En dan ben je volwassen, volg je de helft nog niet, en krijg je te horen dat je de rare dingen die neurotypische mensen doen nooit écht zult gaan snappen, en zij de normale dingen die jij doet ook nooit écht zullen begrijpen.

Die zekerheid is dusdanig pijnlijk dat ik heel goed begrijp dat mensen daarom een diagnose willen ontwijken. Al verandert het natuurlijk niets aan de realiteit, want autistisch ben je ook zonder ASS-diagnose.

In mijn fantasiewereld, waar ik nooit m’n haar hoef te wassen en in een vuurtoren met een glijbaan woon, is autisme dan ook geen psychiatrische stoornis meer.

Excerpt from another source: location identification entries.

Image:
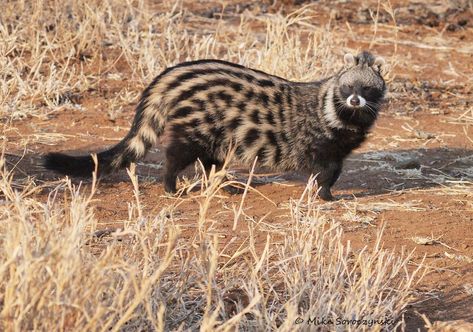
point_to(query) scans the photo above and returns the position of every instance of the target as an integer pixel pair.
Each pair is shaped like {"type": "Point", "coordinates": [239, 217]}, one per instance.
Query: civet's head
{"type": "Point", "coordinates": [361, 89]}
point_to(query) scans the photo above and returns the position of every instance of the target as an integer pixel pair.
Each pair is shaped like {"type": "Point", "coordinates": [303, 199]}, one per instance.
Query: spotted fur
{"type": "Point", "coordinates": [200, 108]}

Het zou meer iets zijn als hoogbegaafdheid: een label dat een deel van je beschrijft, maar niet stigmatiseert. En waarbij je de hulp krijgt die je nodig hebt. Voor sommigen 24 uur per dag. Voor anderen niets. En voor iedereen: een beetje duidelijkheid over hoe ze in elkaar zitten, niet minder, wel anders dan gemiddeld.

* Ik ben er wel van overtuigd dat als we meer over de neurologische grondslag van autisme leren, de grote groep ‘ASS’ weer opgesplitst gaat worden in subgroepen.